Alien Files
starring no one important.
THE STORY:
I have a bone to pick with the video store lady when I return this movie. It was smack dab in the sci-fi section but it really is soft porn....and dammit this is the second soft porn flick I've found there. Granted, I should have realized what the movie was by the picture on the box...(which I don't have a scan of) but I figured it might have copious amounts of nudity AND a story.If you have the bad lick to find this on DVD, beware. The DVD menu is fucked up. If you try to speed through a scene the movie jumps randomly to other parts. Who formatted this piece of shit? Grrrrr.....my hatred of this movie is more intense than a billion suns.
This movie is more of a disgrace than Lethal Target was. Its only a hairs breadth away from an x-rating. The movies plot such as it is, is that an astronaut came back to earth infected with an alien organism. The alien's mate infected a female astronaut on a later mission and came to earth looking for its significant other. Hey, that could be a sci-fi plot, but wait...the movie has knockoff of Mulder and Scully, named Preston and Forrest. How long do you think we have to wait until we see Forrest (The female) naked? Don't expect to see any footage of the spaceship or anything either. That would require a budget.
There's no point in explaining anything else that happens because the only reason this movie was made was to see the characters having sex. To be fair it's mostly Forrest we see having sex....because the alien has copied her appearance and is running around screwing men to death. On top of that the 'real' Forrest feels whatever the alien does....so we get to see the actress masturbating as well. Oy Vey.
Unless you just can't manage to find someone to love on your own and need to watch other people making it, avoid this one like a Mad Cow Burger.
Best Lines:
"It makes me horny!"- Forrest explains why she doesn't like to fly....and then has a phone sex moment in the helicopter.ARE YOU KIDDING ME?:
1.)
Man, next time I stop to eat at some greasy spoon diner I'll have to ask if the cook has been humping strange women in the back. eeeew....2.)
If this alien thing is supposed to be top secret why is the colonel briefing Preston and Forrest in a diner where anyone can hear what they're talking about?3.) Preston says a lot of stupid things. When the alien male Adam explains that it means no harm and only killed Commander Lewiston to save itself Preston says "Why should we believe you?". Why not? The alien has had ample time to kill you, dimwit. Besides, as far as I can see it hasn't done anything hostile.
NUDITY AND SEX:
Nudity and sex abound in thisHUH?:
Okay, I just can't see why anyone would want to rent this movie. Really. Is pornography that much fun? Maybe I'm jaded because I'm happily married. But even when I was a single guy I wasn't into it.
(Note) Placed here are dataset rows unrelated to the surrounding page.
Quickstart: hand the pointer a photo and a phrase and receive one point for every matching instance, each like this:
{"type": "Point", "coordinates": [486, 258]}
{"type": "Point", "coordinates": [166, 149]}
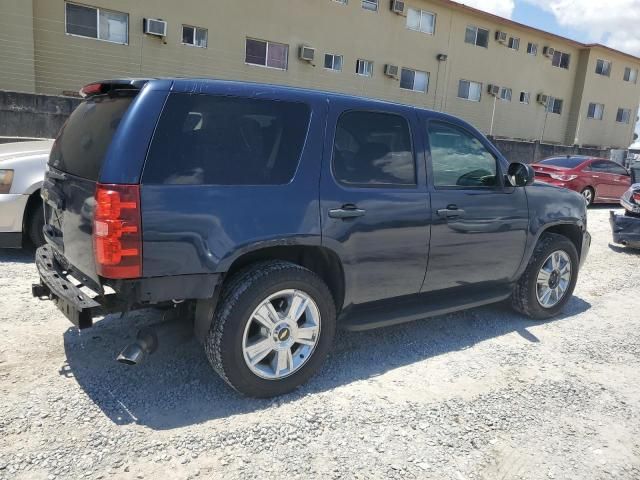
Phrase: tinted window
{"type": "Point", "coordinates": [608, 167]}
{"type": "Point", "coordinates": [459, 159]}
{"type": "Point", "coordinates": [564, 162]}
{"type": "Point", "coordinates": [85, 138]}
{"type": "Point", "coordinates": [373, 149]}
{"type": "Point", "coordinates": [216, 140]}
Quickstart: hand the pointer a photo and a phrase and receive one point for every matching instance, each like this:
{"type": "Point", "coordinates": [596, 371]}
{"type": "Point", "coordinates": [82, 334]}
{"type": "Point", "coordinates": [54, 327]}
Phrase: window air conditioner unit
{"type": "Point", "coordinates": [397, 6]}
{"type": "Point", "coordinates": [391, 70]}
{"type": "Point", "coordinates": [306, 53]}
{"type": "Point", "coordinates": [154, 26]}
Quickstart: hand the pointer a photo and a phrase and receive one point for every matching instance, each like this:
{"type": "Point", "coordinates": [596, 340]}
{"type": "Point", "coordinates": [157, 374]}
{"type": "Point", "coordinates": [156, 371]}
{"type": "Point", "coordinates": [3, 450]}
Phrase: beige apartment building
{"type": "Point", "coordinates": [508, 79]}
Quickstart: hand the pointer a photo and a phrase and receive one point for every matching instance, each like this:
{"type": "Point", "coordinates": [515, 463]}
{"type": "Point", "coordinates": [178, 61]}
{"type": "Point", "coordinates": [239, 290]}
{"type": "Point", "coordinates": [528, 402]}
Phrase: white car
{"type": "Point", "coordinates": [22, 167]}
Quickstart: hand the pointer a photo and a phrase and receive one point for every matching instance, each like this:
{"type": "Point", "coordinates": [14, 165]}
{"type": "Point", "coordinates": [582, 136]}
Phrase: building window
{"type": "Point", "coordinates": [333, 62]}
{"type": "Point", "coordinates": [97, 23]}
{"type": "Point", "coordinates": [505, 94]}
{"type": "Point", "coordinates": [554, 105]}
{"type": "Point", "coordinates": [370, 5]}
{"type": "Point", "coordinates": [266, 54]}
{"type": "Point", "coordinates": [194, 36]}
{"type": "Point", "coordinates": [469, 90]}
{"type": "Point", "coordinates": [477, 36]}
{"type": "Point", "coordinates": [630, 75]}
{"type": "Point", "coordinates": [561, 60]}
{"type": "Point", "coordinates": [514, 43]}
{"type": "Point", "coordinates": [595, 111]}
{"type": "Point", "coordinates": [421, 21]}
{"type": "Point", "coordinates": [603, 67]}
{"type": "Point", "coordinates": [364, 67]}
{"type": "Point", "coordinates": [414, 80]}
{"type": "Point", "coordinates": [623, 115]}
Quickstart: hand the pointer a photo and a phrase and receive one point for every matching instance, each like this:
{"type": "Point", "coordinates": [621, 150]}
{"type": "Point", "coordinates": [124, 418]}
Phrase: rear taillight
{"type": "Point", "coordinates": [563, 177]}
{"type": "Point", "coordinates": [117, 236]}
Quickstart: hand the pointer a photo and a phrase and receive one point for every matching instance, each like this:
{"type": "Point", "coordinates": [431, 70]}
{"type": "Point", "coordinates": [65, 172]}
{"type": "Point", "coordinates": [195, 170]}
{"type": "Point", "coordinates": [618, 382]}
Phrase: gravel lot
{"type": "Point", "coordinates": [482, 394]}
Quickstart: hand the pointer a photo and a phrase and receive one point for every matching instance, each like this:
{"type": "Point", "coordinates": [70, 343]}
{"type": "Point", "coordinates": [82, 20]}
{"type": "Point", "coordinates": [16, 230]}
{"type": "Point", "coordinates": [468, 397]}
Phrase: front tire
{"type": "Point", "coordinates": [272, 330]}
{"type": "Point", "coordinates": [549, 280]}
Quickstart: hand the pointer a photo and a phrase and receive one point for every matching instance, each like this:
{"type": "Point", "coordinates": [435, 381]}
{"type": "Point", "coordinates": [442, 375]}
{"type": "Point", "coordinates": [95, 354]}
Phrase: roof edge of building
{"type": "Point", "coordinates": [497, 18]}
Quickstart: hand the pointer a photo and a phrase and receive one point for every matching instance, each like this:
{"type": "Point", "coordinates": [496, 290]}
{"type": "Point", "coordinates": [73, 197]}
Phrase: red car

I had a friend once that liked to rent 'erotic' movie and x-rated flicks. When I asked him why he said "It gives me ideas on how to do it." Ummm....you need someone else to give you ideas on ways to do it? That's sorry. And does anyone actually get off on these erotic thrillers? If anyone reading this can enlighten me, please do so.Do I have to tell you how tacky it is to name the aliens Adam and Eve?
THE FINAL JUDGEMENT:
I hate having to explain this AGAIN. I'm not against sex, or nudity or pornography, really. If porno rocks your world go make yourself happy. Personally I think porno and soft porn flicks are garbage. Not because of the subject matter...but because they're badly made, badly acted and a waste of time. So without further ado....The Alien Files are hereby condemned to the lost Filing Cabinet of the Inferno, where they will forever be confused by inaccurate labeling, crummy filing systems and ratty torn up manila folders. Let it not see the light of day again.